Something’s seriously wrong in the world. Hard to explain.

Nuclear destabilization? Divisive politics? A twenty-year Arizona drought? All interesting, maybe even important.

But what really has the world off its axis is that, as of today, the Boston Red Sox are 7 ½ games ahead of the New York Yankees in the American League East division of Major League Baseball. As any Red Sox fan knows, this is not the time of year when Boston’s supposed to have a big lead on the Yankees. Never works that way.

Instead, the normal world order in September, closing in on the playoffs and World Series, is for the Red Sox to either (1) be looking up at the Yankees as they pull away from the pack with all their pedigrees and superstars and payroll checks, or (2) actually holding a slim lead over the New York gents, but losing that lead day by day in a death spiral of errors, silent bats and pitching that gets shelled faster than a bag of ballpark peanuts.
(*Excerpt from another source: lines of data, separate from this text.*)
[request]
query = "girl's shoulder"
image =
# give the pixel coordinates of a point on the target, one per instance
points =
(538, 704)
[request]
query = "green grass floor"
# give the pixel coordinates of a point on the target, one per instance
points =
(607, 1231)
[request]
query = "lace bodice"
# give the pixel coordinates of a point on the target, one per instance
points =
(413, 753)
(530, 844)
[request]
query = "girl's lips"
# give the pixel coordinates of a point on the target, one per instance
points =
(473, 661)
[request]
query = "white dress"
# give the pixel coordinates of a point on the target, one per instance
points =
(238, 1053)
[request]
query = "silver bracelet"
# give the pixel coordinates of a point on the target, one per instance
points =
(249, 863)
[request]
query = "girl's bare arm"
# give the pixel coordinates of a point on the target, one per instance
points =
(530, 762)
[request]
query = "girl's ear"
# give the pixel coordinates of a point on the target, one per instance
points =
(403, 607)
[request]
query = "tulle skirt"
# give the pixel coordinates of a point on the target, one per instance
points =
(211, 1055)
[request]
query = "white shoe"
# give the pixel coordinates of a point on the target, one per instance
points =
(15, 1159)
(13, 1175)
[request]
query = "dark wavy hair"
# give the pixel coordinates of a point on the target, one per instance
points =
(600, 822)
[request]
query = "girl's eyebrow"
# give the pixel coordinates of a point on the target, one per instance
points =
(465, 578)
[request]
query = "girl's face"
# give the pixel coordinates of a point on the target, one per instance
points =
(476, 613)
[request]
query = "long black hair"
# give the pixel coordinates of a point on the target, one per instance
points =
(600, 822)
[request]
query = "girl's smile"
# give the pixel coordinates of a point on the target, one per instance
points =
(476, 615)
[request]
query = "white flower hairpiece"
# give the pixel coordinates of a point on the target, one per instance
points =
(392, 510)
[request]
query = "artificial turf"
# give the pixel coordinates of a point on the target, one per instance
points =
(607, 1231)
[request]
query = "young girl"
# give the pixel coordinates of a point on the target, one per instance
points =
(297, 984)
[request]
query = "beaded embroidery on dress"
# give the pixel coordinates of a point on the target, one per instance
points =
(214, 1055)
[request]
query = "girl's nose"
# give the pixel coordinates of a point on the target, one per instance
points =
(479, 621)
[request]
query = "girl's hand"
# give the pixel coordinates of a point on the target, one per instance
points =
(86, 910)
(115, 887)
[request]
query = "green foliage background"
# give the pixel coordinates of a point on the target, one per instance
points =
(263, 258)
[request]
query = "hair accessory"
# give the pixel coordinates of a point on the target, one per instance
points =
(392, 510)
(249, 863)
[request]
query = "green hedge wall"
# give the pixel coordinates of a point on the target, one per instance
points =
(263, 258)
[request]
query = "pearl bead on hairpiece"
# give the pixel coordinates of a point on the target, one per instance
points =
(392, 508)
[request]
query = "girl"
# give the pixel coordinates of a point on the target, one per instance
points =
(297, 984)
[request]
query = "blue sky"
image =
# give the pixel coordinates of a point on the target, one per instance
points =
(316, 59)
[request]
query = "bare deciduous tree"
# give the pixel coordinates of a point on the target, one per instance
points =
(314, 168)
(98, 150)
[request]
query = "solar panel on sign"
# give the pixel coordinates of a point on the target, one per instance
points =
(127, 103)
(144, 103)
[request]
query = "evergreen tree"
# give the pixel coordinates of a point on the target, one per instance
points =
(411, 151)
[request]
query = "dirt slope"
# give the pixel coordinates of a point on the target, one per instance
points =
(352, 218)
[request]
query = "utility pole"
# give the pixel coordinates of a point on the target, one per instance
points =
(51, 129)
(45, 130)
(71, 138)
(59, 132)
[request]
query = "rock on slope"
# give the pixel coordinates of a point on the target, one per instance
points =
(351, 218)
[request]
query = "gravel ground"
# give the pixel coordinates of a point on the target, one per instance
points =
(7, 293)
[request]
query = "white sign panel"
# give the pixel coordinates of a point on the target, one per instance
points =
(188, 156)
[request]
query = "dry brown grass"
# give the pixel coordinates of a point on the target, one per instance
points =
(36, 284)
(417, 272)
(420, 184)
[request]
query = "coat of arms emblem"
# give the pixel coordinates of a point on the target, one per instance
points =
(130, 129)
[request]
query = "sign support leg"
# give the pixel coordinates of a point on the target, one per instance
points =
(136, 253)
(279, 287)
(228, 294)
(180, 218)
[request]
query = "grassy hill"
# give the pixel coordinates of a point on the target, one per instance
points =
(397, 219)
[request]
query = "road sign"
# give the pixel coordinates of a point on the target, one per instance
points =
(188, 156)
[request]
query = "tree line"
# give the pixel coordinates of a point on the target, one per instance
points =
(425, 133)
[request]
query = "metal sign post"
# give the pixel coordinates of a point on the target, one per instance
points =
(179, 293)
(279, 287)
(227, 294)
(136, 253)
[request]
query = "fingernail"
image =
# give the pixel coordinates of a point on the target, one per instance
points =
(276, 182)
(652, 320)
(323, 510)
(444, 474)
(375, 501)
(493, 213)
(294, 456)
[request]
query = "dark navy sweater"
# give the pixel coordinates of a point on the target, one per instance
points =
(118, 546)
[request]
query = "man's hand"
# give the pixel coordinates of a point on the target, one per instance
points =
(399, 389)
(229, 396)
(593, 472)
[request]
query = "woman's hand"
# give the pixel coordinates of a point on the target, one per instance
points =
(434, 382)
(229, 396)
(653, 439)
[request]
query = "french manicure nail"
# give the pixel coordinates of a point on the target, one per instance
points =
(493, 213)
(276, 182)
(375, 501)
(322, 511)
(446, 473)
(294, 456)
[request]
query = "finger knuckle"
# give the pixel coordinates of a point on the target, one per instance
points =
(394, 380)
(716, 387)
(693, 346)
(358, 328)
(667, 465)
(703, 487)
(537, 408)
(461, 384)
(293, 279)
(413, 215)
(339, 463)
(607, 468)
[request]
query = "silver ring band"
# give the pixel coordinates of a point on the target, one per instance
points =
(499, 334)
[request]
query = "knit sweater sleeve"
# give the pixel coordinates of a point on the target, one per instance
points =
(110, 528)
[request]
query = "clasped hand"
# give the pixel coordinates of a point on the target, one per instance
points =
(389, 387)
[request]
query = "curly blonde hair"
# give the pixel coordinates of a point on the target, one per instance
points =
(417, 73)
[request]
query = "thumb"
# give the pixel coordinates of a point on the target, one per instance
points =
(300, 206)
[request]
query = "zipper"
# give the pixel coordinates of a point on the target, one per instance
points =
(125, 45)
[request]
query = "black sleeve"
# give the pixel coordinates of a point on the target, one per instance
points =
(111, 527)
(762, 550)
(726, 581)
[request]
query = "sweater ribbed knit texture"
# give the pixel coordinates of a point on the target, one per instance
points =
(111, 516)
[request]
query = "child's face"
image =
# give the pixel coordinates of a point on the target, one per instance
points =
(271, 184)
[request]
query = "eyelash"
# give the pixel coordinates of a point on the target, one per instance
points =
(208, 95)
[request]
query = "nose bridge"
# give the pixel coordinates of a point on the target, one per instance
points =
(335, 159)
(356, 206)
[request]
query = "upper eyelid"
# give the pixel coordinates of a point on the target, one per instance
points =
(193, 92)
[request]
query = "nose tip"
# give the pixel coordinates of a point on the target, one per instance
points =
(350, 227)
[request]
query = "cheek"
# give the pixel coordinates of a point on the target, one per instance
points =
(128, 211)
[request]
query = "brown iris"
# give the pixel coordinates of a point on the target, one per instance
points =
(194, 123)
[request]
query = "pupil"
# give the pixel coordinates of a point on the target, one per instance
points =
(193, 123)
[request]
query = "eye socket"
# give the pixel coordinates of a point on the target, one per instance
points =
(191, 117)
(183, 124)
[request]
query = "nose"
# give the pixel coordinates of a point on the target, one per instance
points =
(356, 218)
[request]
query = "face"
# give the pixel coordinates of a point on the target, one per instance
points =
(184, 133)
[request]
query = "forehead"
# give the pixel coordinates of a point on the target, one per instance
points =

But here we are, almost mid-September, and Boston is not only comfortably ahead, but holding that lead with steady play and – can’t believe I’m writing this – a winning, confident attitude. What on earth is going on?

Whoa, whoa, whoa, fan boy. If you’re such an Arizona native, why do you care about baseball in Beantown?

An excellent question, and the answer is one that might be common among Arizona natives of a certain vintage (old).

In my childhood, like so many other kids, there was exactly one major professional sports team we could devote our hearts to: the Phoenix Suns. The Suns began as an NBA expansion team in 1968, and until the Arizona Cardinals came here in 1988 (actually, in the beginning, the team was the Phoenix Cardinals) major sports fans had to pick a favorite from somewhere else.

A quick note about the Phoenix Suns: I bleed for that team. If my veins were opened up, purple and orange would run all over the floor. Should those guys ever get it together enough to win the NBA Championship, I would know my life indeed had purpose and meaning.

That’s a little strong, but you get it.

Back to misplaced loyalty. If you were a sports-crazy Arizona kid in the 70s and wanted to love an MLB baseball team, you had to adopt. We didn’t have a team. I adopted the Red Sox.

Why? How should I remember? I was 10.

Probably because they were quite good at the time and I thought Boston was some kind of magical, patriotic place. So why not?

(An interesting aspect of loving the Red Sox from far away, via adoption? I don’t hate the Yankees. No one told me I was supposed to. I don’t wish death upon them, just hope they don’t beat the BoSox.)

In NFL football, I adopted the Pittsburgh Steelers because they were winning Super Bowls at the time, and I thought their black and gold uniforms were sinister looking. Any because they were winning. I’m nothing if not a bandwagon fan.

So like many other Arizonans of a certain age, either because we had no choice or because we came from somewhere else with our favorite teams already burned into our souls, we love the Cardinals, Coyotes and Diamondbacks (especially the DBacks, since they were born here), but those teams share space in our hearts with others who simply came before they arrived.

There’s little we can do. It’s the nature of things. Just like the Red Sox, and that sure losing streak that’s coming any day now. I know it. I can feel it.